Una de las principales localidades del llano meridional de Amaya es Villadiego, donde nació el erudito dieciochesco Enrique Flórez, autor de la monumental España sagrada. Así describió la montaña que tanta importancia tuvo en tantas ocasiones trágicas de la historia antigua de España:

Yo he estado allí, pues no dista más que tres leguas de mi lugar. Mantiene el nombre de Amaya, y está a la falda de una peña del mismo nombre de tan mala calidad que la tempestad que sale o pasa por allí es siempre perjudicial a los campos. En lo alto de aquella peña hay una llanura capaz de una ciudad muy populosa; y la hubo en lo antiguo, como se ve por sus ruinas, manteniéndose porción del castillo, y sembrado todo el campo de diversos vestigios, no sólo desde su restauración, sino del tiempo de los romanos, pues recogí allí monedas consulares e imperiales que hallan los labradores y pastores. Siémbrase hoy el terreno, que es como una gran mesa, tan escarpado e inaccesible que la misma naturaleza parece que se empeñó en formar unos muros de circunvalación inconquistables, pues solo por el lado en cuya falda está hoy el lugar podía haber entrada, mas por tanto mira hacia allí el castillo.

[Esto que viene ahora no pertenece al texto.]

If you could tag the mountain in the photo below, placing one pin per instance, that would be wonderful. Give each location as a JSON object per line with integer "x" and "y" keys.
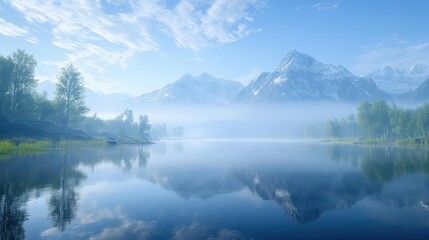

La fortaleza en que la naturaleza puso aquel sitio movió a los antiguos españoles a fundar allí; y con razón se pudo explicar por triunfo de Leovigildo el haberla rendido, pues si tuviera dentro víveres y soldados competentes, era empeño aun para nuestros días.

Como se les ha extirpado el conocimiento de su propia estirpe, los españoles del siglo XXI no saben lo que sucedió en Peña Amaya, lugar frecuentado por montañerosque suelen sorprenderse de lo que sobre su historia se les indica en algún cartel instalado junto al aparcamiento. Pero allí siguen las piedras, algunas visibles y la mayoría enterradas, que atestiguan los trascendentales hechos que allí sucedieron en los tiempos juveniles de la vieja, decrépita y amnésica España, incapaz ya de reconocerse en el espejo.